Parcialmente restabelecido, depois de certo tempo, pôde o enfermo indicar alguns detalhes relativos ao acidente, acreditando-se que ele houvesse se debruçado para fora do elevador na ocasião em que esse subia do poço da mina de Johannesburg e os mineiros tratavam de fugir ao estourar a guerra. Supõe-se que a sua cabeça se tenha chocado com algum ferro saliente.

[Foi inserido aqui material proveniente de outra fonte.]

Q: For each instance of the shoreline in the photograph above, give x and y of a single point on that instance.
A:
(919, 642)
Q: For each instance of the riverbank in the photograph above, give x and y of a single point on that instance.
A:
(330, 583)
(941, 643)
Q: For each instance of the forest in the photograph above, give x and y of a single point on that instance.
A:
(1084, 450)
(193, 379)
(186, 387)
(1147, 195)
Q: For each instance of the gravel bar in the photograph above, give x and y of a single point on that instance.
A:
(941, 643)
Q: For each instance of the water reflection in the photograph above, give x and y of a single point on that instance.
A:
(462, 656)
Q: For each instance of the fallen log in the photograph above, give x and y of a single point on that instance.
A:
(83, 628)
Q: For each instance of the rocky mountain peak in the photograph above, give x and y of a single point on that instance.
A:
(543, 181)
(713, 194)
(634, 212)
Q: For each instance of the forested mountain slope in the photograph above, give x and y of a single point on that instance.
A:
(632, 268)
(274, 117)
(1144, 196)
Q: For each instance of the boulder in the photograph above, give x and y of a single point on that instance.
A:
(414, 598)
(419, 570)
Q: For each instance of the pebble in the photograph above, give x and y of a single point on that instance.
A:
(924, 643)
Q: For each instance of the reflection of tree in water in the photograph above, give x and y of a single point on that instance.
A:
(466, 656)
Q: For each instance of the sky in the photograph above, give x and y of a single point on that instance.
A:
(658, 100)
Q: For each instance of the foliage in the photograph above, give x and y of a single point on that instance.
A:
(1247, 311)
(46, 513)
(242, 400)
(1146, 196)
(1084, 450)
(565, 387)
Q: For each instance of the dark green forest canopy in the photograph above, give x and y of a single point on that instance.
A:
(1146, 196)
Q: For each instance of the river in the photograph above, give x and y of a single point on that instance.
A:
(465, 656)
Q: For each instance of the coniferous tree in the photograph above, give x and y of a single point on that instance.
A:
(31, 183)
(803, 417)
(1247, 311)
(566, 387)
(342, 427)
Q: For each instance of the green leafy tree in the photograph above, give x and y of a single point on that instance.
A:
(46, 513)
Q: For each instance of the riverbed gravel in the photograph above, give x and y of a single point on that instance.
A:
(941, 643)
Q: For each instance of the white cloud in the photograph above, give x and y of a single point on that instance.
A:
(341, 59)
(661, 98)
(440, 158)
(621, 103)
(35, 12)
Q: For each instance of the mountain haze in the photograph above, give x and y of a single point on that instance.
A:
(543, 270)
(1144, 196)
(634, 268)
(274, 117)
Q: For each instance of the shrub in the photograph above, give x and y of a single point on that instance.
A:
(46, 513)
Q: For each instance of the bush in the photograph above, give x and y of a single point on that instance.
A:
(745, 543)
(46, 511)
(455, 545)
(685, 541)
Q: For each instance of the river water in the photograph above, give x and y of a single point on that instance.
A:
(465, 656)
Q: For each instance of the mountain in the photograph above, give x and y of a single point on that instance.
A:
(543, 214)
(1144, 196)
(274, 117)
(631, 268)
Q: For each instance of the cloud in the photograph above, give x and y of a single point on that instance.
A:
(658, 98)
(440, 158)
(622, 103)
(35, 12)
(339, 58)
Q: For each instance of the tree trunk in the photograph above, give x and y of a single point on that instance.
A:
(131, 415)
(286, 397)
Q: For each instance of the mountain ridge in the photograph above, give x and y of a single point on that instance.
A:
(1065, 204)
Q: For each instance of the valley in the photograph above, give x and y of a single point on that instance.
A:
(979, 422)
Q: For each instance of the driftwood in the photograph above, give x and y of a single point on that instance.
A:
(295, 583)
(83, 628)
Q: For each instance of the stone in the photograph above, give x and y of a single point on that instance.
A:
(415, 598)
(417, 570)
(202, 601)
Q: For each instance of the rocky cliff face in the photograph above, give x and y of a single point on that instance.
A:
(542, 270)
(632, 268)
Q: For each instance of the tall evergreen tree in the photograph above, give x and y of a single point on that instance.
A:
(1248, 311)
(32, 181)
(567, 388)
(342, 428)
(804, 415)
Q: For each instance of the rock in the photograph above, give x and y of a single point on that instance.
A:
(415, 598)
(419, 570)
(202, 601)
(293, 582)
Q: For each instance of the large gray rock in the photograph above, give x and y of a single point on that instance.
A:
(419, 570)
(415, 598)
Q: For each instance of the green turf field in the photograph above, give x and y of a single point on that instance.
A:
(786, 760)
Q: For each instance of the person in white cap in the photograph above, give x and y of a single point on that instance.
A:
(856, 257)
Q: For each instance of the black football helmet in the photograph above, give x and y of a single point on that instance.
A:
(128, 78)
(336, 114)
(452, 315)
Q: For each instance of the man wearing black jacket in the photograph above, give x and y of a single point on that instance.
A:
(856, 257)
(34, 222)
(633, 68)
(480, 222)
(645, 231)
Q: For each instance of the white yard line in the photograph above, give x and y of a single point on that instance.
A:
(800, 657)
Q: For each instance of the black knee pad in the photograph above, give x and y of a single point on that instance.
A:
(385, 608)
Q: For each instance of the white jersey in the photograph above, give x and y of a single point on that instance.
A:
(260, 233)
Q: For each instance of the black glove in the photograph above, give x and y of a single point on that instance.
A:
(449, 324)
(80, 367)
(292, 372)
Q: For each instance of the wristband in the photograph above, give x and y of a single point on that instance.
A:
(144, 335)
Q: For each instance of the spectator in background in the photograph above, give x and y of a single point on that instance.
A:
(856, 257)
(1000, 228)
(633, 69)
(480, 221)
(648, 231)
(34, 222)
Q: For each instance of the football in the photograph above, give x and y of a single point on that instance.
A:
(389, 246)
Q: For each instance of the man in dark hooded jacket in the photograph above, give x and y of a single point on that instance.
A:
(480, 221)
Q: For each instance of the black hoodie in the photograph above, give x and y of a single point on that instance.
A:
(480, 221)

Eis o relatório do cirurgião:

“30 de maio de 1902 – Operei David Williams, praticando um corte no lugar em que me parecia existir uma depressão no crânio. Verifiquei certo espessamento e uma aspereza no lugar do osso extraído e ainda alguma adesão da “dura mater” nesse lugar. Se houve um coágulo de sangue, ele deveria estar quase inteiramente absorvido e a aparência da “dura mater” se prestava perfeitamente à hipótese de um coágulo de sangue. Abrindo a “dura mater”, verifiquei que a “pia mater”, embaixo, parecia perfeitamente normal e que a pulsação do cérebro era bem marcada, excluindo, assim, toda teoria de pressão no interior do crânio. O enfermo achava-se em péssimas condições no momento da operação e essa aparentemente pouca diferença produziu. Não tornei a vê-lo durante uma quinzena, ou três semanas, mas, quando voltar da França, no dia 11 de junho, visitá-lo-ei e informar-me-ei de seu estado. Ass.: Robert Jones.

Em tempo: Esqueci-me de dizer que houve, de fato, uma lesão no crânio, do lado de dentro. Um pouco mais tarde talvez eu possa extrair maior parte do osso.”

Muitos casos semelhantes de diagnósticos mediúnicos encontram-se em um livro do dr. Eugène Osty, vertido para o inglês pelo sr. Stanley de Brath e intitulado As faculdades supranormais do homem.